Attention Deficit Hyperactivity Disorder

Nurses play a role in patient-centered care

After reading this article, the learner will be able to:
1.      Discuss the DSM-5 diagnostic criteria for ADHD and explain the importance of obtaining a thorough history in formulating a diagnosis.
2.      Describe four ways in which ADHD affects patients with ADHD and those around them.
3.      Identify three behavioral approaches to managing ADHD and explain the importance of a patient-centered approach to behavior management.
4.      Describe the pharmacologic treatment of ADHD.

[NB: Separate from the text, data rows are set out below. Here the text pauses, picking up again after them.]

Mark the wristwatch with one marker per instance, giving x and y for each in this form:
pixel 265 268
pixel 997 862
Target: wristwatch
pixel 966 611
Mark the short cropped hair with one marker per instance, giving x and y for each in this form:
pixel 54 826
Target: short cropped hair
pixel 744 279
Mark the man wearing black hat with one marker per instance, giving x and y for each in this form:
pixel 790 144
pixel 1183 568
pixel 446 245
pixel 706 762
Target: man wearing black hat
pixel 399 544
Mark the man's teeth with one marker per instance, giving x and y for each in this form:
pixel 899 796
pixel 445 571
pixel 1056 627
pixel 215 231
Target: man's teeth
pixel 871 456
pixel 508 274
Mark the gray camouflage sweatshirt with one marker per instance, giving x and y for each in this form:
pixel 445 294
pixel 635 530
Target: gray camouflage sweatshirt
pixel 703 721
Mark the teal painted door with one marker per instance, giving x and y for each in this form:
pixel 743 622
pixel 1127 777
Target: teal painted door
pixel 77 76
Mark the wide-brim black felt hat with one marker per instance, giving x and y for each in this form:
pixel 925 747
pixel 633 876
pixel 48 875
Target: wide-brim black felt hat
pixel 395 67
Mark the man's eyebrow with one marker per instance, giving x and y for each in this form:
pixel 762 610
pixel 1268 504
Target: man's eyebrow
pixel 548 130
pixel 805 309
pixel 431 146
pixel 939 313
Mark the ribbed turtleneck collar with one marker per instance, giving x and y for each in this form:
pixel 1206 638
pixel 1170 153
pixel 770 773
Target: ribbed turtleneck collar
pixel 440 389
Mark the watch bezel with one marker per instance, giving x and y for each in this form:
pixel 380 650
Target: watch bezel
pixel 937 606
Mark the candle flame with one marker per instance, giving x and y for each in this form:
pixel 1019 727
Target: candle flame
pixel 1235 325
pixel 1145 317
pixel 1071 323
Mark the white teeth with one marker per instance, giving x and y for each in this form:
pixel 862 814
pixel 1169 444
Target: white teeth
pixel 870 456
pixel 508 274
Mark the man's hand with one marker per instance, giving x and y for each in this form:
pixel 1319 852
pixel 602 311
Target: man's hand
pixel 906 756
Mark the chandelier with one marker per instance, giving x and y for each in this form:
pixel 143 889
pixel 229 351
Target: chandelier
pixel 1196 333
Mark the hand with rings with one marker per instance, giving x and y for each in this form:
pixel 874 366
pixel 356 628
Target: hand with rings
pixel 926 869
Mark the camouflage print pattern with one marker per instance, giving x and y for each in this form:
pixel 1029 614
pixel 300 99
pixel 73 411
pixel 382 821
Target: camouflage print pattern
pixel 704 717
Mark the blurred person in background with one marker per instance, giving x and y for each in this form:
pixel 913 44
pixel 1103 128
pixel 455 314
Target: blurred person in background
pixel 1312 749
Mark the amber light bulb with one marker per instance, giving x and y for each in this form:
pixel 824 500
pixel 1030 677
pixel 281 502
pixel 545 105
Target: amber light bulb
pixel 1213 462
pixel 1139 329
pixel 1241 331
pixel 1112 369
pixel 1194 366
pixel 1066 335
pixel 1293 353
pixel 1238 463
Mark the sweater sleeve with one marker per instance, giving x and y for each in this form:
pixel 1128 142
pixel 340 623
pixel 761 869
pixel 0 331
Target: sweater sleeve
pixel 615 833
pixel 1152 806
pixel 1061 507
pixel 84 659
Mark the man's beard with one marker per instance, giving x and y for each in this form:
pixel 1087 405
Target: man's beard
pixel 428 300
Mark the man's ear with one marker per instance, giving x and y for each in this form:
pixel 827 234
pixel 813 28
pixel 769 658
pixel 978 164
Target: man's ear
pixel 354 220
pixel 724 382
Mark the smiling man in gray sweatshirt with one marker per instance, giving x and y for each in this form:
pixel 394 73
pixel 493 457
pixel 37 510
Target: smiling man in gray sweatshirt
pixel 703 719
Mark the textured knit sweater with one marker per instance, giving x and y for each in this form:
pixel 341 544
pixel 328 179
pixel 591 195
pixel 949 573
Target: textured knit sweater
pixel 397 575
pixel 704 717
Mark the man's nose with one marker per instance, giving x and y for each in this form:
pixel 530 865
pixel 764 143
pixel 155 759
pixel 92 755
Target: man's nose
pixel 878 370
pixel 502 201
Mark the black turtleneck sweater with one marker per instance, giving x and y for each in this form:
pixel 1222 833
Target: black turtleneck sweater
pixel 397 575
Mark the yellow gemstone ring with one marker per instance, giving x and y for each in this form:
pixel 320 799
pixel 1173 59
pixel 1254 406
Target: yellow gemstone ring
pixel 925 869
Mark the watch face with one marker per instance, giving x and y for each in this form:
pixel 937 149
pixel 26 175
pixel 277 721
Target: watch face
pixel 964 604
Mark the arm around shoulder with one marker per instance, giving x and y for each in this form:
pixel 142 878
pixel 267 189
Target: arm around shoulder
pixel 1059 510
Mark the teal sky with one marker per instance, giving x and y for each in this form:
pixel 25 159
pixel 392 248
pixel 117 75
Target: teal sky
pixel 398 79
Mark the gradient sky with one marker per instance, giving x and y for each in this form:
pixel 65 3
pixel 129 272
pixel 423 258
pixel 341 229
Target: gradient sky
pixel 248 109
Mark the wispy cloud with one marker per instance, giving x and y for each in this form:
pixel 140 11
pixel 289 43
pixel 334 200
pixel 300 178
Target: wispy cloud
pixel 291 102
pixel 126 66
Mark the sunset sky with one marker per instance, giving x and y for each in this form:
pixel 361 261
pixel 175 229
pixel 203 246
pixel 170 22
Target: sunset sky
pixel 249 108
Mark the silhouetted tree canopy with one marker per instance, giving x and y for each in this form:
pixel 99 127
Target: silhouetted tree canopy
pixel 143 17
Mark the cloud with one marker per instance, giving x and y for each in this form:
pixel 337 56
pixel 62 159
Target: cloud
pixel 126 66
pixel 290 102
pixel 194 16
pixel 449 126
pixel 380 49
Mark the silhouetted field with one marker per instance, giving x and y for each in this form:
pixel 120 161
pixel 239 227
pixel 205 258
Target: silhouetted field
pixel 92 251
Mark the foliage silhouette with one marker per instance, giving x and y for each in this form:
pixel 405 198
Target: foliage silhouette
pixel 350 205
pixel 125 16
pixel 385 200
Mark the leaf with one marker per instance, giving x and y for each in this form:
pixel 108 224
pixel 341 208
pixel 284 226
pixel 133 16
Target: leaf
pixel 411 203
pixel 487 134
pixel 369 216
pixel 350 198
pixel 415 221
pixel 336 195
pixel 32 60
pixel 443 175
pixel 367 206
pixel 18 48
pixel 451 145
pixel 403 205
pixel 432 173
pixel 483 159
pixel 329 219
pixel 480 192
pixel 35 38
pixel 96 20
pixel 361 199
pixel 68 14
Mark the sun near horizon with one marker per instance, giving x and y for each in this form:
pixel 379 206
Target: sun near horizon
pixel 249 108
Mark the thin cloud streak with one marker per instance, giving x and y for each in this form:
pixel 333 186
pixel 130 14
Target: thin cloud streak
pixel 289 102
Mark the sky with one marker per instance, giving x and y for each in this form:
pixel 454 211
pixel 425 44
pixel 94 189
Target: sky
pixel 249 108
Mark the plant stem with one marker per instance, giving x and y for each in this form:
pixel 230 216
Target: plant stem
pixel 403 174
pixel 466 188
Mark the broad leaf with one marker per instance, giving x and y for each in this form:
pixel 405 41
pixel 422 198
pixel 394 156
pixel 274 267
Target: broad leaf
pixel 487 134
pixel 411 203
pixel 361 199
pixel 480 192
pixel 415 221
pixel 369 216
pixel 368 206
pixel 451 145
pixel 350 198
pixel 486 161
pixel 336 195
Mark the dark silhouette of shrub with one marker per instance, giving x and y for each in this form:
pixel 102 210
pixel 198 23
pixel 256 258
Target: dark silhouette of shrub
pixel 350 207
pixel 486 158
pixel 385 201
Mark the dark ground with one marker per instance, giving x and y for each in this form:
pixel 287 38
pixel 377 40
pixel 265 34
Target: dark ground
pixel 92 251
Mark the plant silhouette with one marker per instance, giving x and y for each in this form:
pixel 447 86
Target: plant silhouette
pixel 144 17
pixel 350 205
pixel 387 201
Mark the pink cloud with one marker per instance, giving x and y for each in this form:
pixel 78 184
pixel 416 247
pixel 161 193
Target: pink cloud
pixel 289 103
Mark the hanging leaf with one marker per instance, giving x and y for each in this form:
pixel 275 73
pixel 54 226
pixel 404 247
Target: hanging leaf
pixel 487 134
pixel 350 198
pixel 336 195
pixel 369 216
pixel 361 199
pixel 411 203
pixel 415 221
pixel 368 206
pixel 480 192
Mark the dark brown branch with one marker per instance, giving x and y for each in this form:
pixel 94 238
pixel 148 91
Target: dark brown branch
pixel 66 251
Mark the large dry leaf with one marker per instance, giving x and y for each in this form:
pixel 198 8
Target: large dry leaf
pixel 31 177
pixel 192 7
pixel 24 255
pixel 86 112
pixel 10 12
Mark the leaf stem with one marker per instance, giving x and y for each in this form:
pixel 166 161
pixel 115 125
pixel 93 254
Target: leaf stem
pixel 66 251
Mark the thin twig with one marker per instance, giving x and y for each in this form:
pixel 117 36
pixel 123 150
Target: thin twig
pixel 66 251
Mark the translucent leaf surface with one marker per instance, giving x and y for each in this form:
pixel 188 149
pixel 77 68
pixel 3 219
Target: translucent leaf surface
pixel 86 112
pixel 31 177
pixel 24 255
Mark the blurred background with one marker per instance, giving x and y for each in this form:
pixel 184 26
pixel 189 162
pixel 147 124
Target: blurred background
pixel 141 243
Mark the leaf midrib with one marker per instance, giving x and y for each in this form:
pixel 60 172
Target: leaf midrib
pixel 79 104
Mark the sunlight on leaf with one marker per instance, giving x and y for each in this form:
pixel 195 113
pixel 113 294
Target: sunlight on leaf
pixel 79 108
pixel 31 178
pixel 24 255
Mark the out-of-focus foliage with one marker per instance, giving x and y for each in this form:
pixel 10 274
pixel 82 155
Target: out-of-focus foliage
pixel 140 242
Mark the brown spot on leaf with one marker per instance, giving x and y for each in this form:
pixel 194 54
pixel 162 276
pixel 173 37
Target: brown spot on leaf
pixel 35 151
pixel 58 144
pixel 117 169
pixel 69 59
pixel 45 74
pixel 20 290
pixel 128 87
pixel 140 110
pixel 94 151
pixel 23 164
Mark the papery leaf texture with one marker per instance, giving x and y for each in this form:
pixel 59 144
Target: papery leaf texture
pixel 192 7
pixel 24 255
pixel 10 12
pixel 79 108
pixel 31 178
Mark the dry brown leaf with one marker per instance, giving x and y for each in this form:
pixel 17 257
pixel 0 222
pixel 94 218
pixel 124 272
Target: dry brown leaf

 Attention deficit hyperactivity disorder (ADHD) is a neurodevelopmental disorder characterized by levels of inattention and disorganization and/or hyperactivity and impulsivity (or some combination of these) that are excessive for a person's age or developmental level.1 People with ADHD are likely to have close relatives with the disorder.1 It is evident in childhood and often persists through adolescence into adulthood. The symptoms of ADHD are evident across multiple settings.1

People with ADHD have difficulty paying attention. Attention is the ability to regulate alertness and sustain focus on a limited set of internal and external stimuli while ignoring everything else (i.e., maintaining task performance while ignoring distractions). Conversely, attention enables us to shift our focus appropriately when performing tasks.2 Attention is also an essential component of the ability to monitor and manage emotional impulses. Some researchers conceptualize ADHD as a disorder of executive function (self-regulation)3 or self-control.4

Taken individually, the symptoms of ADHD may be observed at times in many healthy people without ADHD. ADHD is considered a disorder because the symptoms present as a stable and enduring pattern over time that consistently interferes with normal functioning in daily activities, causes persistent distress, and interferes with the achievement of major social, occupational or other life goals. Children with ADHD are more likely than children without ADHD to have problems with peer relationships, and they have a higher rate of injuries.5 ADHD is associated with mood disorders, substance abuse and, in adults, with an increased risk of suicide.1

In the United States, an estimated 11% of 4- to 17-year-olds5 and 9% of 13- to 18-year-olds have been diagnosed with ADHD. Of these, 1.8% are classified as severe.6 An estimated 4.1% of adults have ADHD, and 41.3% are classified as severe cases.7 An estimated 5.6% of girls and 13.2% of boys have been diagnosed with ADHD.5 Girls are more likely than boys to present with inattentiveness as a primary feature, and to present without hyperactivity.1

ADHD statistics are rough estimates, because the numbers are based on samples of the population identified by a variety of reports and surveys. Rates of diagnosis vary by gender, geography, culture, family income and parents' level of education. ADHD in girls may be undercounted because they present differently from boys.8 ADHD in adults may be undercounted because they are not in school, and they present their symptoms differently from children. The disproportionate percentage of adults with severe ADHD suggests that adults with mild or moderate ADHD are less likely than those with severe ADHD to seek treatment.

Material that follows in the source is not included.